Details of these tax saving instruments
1) Provident Fund and Superannuation Fund: These provide multiple benefits such as partial withdrawal and loans against PPF. They are also government-backed offer assured returns, with PPF interest also being exempt from tax.
2) Pension Plans: Investing into a central pension scheme for a fixed period of not less than 3 years can help in saving tax.
3) Equity Linked Savings Scheme (ELSS): Investing into the ELSS of a mutual fund qualifies for tax deduction, though this does come with a 3-year lock-in period and can be riskier as they are associated with the stock market.
Also Read: Old tax regime vs new tax regime with revised slabs: What to choose in 2025-26?

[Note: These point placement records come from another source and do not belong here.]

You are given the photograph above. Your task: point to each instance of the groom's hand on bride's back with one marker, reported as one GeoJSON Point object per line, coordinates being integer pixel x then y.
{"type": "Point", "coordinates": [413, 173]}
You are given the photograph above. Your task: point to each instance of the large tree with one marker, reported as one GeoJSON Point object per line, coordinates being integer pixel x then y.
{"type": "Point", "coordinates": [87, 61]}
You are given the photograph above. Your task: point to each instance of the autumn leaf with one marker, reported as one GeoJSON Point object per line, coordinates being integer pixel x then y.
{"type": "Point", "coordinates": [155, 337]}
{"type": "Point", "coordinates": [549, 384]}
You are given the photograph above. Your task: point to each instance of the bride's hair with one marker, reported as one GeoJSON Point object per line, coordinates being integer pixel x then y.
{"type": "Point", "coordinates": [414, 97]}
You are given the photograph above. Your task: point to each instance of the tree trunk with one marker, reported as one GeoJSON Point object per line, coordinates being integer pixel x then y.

4) National Savings Certificate (NSC): NSC investments can be be claimed under Section 80C deductions.
5) 5-year Tax Saver Fixed Deposit: This is a deposit made in any scheduled bank towards tax saver FDs, or a post office time deposit, though the disadvantage here is the minimum investment tenure of 5 years.
6) Senior Citizens Saving Scheme (SCSS) and Sukanya Samriddhi Yojana: These investments can also be claimed as deductions under this section.
7) Life Insurance Premium: Life insurance premiums or contributions to deferred annuity plans for the self, spouse, children, or any member of the HUF can be used to claim deductions.
8) ULIPs (Unit-Linked Insurance Premiums): ULPIS can be used to make deduction claims, but only under certain conditions listed as follows:
- When the premium is below ₹2,50,000 per year, the income remains tax-free up to Rs. 1.5 lakhs.
- The deduction can only be claimed only if the premium paid is up to 10% of the sum assured.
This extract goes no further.